High-field strength iMRI technology with a movable magnet has been in use in neurological surgery for a limited time at only a small number of institutions worldwide. Barnes-Jewish Hospital opened its multi-room iMRI operating suite in April of 2008, the eighth IMRIS movable iMRI in the country at the time.
After tumor removal is completed, the surgeon can take high resolution diagnostic-quality MRIs of the patient to determine if in fact the entire tumor has been removed, and then take appropriate steps to remove any remaining tumor. The result is greater patient safety; complete removal of the tumor, and preventing the need for a second “follow-up” surgery.
The technology was developed and is manufactured by IMRIS, a Canadian-based company.
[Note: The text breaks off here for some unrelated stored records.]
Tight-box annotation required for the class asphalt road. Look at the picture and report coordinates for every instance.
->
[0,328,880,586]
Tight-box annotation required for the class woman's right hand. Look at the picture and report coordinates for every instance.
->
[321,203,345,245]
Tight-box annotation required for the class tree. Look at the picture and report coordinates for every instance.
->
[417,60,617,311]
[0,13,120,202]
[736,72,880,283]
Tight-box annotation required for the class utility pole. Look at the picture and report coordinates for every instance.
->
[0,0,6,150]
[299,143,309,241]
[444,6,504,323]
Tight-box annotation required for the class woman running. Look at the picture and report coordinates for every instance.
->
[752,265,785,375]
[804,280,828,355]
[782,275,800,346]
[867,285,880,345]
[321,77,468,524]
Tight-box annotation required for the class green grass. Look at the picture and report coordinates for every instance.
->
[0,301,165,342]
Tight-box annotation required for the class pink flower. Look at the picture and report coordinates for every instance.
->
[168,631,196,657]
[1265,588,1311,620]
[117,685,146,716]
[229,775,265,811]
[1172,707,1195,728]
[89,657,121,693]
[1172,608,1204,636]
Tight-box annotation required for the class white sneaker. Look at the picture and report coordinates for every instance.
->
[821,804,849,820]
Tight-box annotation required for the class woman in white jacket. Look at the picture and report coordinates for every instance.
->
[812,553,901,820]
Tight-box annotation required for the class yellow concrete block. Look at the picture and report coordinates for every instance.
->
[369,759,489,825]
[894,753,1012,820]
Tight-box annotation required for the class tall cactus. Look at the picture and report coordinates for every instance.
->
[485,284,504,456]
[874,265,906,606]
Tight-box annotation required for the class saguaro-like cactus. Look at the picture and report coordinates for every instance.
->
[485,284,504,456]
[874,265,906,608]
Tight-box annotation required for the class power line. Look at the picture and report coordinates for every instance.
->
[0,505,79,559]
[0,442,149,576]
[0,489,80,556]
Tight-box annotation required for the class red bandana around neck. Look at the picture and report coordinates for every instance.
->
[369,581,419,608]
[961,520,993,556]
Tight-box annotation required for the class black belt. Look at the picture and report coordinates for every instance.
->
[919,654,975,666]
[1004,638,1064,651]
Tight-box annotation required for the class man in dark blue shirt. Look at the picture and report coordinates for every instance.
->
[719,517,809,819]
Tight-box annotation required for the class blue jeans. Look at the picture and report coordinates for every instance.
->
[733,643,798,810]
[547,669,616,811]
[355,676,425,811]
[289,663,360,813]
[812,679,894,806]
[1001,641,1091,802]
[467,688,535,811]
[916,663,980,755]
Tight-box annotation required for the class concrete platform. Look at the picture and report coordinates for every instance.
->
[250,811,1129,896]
IMRIS is helping to sponsor the conference here.
Specialists expected to participate in the conference come from leading national academic centers including the University of California – San Francisco, Harvard Medical School, Yale Medical School and the Cleveland Clinic. In addition, physicians from China and Canada are scheduled to attend, says Dr. Chicoine.
A major discussion at the meeting will be whether use of the iMRI technology to remove more cancerous tissue during surgery can extend survival for patients with malignant glioma – the deadliest form of brain tumor, but also discussed will be more benign tumors such as lower grade gliomas, pituitary adenomas, and other conditions. says Dr. Chicoine, MD.
“Dr. Mitch Berger, who’s known as one of the top experts on glioma, is presenting,” Dr. Chicoine says. “Results indicate that because we’re able to remove more tumor using the iMRI, patients are living longer.”